The pro-democracy protests in Hong Kong have another dimension… “there is an undercurrent of another, much older tension: Between Christianity and Communist China.”
While the protests are specifically for democratic elections in Hong Kong, some see a broader struggle to protect that culture from China’s communist government as it increases its influence on the city.

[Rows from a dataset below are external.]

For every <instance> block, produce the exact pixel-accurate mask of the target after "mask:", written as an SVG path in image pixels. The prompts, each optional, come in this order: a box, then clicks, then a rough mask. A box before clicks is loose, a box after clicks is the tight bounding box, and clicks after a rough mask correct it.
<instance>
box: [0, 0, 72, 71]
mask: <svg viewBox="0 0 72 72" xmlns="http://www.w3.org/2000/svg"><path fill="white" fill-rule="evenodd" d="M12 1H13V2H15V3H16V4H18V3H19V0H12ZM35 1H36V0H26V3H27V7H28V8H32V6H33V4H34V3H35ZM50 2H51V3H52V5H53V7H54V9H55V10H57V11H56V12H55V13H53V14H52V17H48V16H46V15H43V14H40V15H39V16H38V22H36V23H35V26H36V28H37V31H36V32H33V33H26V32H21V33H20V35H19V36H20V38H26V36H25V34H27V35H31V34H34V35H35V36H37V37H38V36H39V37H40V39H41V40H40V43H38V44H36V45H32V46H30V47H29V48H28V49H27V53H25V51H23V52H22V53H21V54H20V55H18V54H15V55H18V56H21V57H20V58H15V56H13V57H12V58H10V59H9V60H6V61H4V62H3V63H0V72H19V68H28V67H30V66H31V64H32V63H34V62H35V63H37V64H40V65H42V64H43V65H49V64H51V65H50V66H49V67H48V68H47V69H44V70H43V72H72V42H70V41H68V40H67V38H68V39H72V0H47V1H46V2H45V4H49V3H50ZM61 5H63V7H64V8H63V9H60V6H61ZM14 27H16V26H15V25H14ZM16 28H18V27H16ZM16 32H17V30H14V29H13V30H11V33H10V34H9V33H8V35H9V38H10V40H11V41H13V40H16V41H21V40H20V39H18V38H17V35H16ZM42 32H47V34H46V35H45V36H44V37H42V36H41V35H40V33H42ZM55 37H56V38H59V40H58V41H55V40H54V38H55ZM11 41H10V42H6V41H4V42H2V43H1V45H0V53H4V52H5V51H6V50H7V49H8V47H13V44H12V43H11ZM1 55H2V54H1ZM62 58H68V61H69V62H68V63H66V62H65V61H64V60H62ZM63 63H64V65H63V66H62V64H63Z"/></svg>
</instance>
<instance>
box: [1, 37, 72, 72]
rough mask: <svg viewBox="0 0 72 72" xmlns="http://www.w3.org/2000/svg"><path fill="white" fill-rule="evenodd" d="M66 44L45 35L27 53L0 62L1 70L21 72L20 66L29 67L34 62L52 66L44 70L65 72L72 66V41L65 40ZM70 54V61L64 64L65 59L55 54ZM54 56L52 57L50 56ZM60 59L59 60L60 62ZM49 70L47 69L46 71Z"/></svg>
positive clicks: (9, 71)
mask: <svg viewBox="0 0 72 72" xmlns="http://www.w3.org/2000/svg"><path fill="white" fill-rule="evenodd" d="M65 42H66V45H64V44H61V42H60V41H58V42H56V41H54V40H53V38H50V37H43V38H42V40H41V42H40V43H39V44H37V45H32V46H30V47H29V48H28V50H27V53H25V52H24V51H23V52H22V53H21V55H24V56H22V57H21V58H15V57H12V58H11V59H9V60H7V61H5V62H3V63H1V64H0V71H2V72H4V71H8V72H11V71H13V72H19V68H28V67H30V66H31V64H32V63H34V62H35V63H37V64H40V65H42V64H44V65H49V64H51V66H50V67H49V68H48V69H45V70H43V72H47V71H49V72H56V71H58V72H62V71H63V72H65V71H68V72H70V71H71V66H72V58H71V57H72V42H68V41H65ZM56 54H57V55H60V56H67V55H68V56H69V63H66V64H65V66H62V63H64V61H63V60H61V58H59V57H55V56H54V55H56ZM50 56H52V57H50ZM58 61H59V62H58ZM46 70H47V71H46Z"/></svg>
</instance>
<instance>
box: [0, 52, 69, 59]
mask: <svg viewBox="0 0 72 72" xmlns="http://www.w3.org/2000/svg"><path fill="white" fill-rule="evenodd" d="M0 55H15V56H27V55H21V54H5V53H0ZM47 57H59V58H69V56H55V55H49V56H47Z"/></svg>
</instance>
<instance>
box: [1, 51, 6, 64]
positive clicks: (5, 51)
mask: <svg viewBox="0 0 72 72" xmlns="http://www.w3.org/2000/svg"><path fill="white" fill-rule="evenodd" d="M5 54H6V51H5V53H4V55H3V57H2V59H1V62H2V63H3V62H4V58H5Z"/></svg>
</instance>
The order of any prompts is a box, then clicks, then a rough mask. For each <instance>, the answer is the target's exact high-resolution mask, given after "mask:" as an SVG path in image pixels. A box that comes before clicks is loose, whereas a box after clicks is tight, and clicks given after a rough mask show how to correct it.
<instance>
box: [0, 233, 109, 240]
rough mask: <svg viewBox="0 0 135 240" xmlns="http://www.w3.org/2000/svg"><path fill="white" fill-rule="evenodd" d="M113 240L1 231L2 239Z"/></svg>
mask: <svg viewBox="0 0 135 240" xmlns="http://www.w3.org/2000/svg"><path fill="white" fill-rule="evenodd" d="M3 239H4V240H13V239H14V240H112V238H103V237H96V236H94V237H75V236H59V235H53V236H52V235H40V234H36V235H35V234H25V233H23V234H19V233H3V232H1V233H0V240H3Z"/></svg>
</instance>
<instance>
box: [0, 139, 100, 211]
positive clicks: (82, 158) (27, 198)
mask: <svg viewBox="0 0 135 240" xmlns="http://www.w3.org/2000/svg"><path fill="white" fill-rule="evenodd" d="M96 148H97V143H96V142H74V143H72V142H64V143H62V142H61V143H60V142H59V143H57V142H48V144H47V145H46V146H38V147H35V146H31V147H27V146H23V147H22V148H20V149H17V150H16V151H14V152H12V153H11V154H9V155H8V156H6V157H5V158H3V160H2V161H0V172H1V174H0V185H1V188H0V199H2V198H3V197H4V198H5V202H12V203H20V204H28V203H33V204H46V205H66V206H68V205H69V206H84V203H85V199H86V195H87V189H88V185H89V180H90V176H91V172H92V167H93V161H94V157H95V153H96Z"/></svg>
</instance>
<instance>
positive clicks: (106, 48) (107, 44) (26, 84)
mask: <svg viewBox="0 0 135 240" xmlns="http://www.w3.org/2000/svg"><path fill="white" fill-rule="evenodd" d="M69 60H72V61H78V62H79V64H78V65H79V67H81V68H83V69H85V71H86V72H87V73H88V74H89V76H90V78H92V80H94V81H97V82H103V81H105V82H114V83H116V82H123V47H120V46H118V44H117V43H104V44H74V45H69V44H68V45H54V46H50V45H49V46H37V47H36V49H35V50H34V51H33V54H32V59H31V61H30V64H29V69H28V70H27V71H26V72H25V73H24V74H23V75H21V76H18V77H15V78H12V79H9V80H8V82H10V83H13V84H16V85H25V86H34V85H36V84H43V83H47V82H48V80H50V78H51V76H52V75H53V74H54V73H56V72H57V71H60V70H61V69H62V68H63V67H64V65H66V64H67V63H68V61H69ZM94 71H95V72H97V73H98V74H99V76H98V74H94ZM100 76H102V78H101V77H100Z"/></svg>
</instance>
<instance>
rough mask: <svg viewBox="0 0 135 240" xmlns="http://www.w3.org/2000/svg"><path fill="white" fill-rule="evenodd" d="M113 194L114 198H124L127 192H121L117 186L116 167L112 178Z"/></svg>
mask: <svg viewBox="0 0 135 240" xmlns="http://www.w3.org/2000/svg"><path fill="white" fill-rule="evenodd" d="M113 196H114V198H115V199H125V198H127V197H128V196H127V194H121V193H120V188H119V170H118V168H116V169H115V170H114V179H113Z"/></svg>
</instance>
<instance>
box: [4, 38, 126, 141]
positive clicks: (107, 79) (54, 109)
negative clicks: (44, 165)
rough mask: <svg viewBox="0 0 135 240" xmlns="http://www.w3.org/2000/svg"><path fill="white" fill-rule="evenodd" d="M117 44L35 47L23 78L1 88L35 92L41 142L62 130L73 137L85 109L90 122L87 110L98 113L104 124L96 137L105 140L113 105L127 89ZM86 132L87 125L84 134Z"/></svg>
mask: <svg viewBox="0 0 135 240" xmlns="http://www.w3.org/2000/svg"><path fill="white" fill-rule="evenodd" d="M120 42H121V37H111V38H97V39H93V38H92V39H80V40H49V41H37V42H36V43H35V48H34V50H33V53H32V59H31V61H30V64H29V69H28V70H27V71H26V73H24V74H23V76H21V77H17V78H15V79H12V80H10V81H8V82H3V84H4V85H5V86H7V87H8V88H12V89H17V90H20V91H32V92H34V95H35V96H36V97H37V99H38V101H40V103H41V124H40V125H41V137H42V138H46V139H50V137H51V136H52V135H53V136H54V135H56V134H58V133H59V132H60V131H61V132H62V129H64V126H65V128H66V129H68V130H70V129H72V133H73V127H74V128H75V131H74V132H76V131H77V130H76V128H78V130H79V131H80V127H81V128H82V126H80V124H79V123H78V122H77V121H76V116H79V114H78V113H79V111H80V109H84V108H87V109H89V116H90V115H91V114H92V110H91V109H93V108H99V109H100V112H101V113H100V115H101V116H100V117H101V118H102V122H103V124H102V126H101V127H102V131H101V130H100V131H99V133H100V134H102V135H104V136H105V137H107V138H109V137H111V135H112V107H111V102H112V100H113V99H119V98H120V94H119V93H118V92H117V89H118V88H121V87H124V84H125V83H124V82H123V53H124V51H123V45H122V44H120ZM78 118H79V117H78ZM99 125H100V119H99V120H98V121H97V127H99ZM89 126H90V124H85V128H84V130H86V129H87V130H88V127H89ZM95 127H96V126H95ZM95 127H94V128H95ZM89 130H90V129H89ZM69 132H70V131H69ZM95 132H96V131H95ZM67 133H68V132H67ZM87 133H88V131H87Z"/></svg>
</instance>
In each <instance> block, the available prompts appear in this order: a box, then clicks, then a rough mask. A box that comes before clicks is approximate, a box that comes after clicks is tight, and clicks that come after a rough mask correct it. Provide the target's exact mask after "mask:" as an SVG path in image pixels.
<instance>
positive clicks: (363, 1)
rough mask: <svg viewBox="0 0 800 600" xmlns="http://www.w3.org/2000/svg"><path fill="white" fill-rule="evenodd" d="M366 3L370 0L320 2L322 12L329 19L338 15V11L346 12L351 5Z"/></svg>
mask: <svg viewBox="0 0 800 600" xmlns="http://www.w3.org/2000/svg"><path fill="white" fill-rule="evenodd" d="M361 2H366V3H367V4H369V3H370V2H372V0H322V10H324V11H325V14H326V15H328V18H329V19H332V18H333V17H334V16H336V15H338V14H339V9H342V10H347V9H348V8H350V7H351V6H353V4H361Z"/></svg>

Christianity has been a visible element of the demonstrations, with prayer groups, crosses, and protesters reading Bibles in the street.
On the other side, some of Hong Kong’s top government officials and business leaders are also Christian, including No. 2 official Carrie Lam and former Chief Executive Donald Tsang, who are Catholic.
The fight for democracy is “a question of the whole culture, the whole way of living, in this our city,” said Cardinal Joseph Zen, who retired as head of Hong Kong’s Catholic flock in 2009.
Beijing’s influence through Chief Executive Leung Chun-ying “brings to Hong Kong the whole culture which is now reigning in China, a culture of falsity, of dishonesty, a lack of spiritual values,” said Cardinal Zen, sitting in the cool interior of a church seminary. “We can see that it is coming, so we have to resist.”
Some see the gap between Christians and the Chinese government as unbridgeable. “Christians, by definition, don’t trust the communists. The communists suppress Christians wherever they are,” said Joseph Cheng, a political-science professor at City University of Hong Kong and a supporter of the protesters.